Jennifer Probst talks about the difference between envy and jealousy in her new writer’s guide, “Write Naked”. If you read the definitions they don’t seem to be that different, but they actually are when you think about it. When I consider my friends who have published I’m envious of their success, I wish I had the same success, but I don’t wish I had it instead of any one of them. Now, if I were jealous of them I would want just that, to take their success away from them. I would believe I deserved it and not them. In reality, I don’t begrudge a single one of them what they have earned because I know how hard they each had to work to get to where they are today. So I continue to work just as hard in the hopes of one day earning that success for myself.
It’s one reason I read books like “Write Naked”. I’m mining them for that golden nugget that’s going to get me over the hump from “we really like it, but…” to “we really like it and we want it”; that tip that will make all the difference.
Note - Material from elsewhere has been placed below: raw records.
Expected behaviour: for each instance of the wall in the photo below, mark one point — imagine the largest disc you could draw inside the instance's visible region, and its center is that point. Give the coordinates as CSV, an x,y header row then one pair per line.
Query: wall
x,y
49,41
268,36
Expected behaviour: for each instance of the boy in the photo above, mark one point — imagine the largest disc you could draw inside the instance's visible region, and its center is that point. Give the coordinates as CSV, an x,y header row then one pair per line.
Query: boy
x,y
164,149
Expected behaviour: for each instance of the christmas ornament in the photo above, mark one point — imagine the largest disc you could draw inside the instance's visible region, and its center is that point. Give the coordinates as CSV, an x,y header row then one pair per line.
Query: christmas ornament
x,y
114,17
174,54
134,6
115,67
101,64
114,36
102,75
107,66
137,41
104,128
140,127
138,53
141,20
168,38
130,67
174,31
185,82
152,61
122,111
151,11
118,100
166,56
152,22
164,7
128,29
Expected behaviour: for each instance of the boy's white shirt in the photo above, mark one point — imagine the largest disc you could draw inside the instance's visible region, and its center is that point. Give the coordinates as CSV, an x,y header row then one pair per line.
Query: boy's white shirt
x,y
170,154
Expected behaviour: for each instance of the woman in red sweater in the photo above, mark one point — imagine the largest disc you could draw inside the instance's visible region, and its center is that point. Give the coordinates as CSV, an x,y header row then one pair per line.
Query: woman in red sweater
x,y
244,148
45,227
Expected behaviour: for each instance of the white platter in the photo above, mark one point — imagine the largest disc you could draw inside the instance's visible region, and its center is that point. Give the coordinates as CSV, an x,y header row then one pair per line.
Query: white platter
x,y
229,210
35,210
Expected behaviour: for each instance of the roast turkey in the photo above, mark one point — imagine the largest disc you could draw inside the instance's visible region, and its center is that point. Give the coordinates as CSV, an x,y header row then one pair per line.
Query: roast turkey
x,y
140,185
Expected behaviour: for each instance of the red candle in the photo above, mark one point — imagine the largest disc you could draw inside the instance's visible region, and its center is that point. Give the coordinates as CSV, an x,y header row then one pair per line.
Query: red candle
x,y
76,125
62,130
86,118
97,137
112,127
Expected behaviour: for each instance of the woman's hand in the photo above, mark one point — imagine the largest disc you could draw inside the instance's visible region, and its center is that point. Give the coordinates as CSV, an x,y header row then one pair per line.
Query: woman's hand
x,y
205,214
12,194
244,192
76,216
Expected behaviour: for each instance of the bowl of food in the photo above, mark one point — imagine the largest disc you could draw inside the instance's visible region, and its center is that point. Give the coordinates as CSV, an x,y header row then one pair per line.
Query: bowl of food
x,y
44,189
The idea of writing naked is not about actually taking your clothes off to write; although that is certainly an individual decision. It’s about letting go of all your worries about what others will think. It’s about not getting hung up on the details when writing a first draft. First drafts are supposed to be bad. Well, maybe not bad, but rough. Don’t agonize over that perfect word to describe his eyes, or the way his lips felt when he kissed her the first time. Instead, just get it down on paper. The rest is called revision and that comes later. You have to build your frame before you can put up the walls and the roof, before you decide the perfect shade of paint for each room.
It’s what we used to call free writing. You put your butt in the chair and your pen or pencil to the paper and you start writing. Will you have to delete a lot of it later? Probably. Will you have to add a lot? Definitely. But that’s a worry for a different day.
So, that’s where I’m at with “The Healing Heart”; butt in chair and pencil to paper.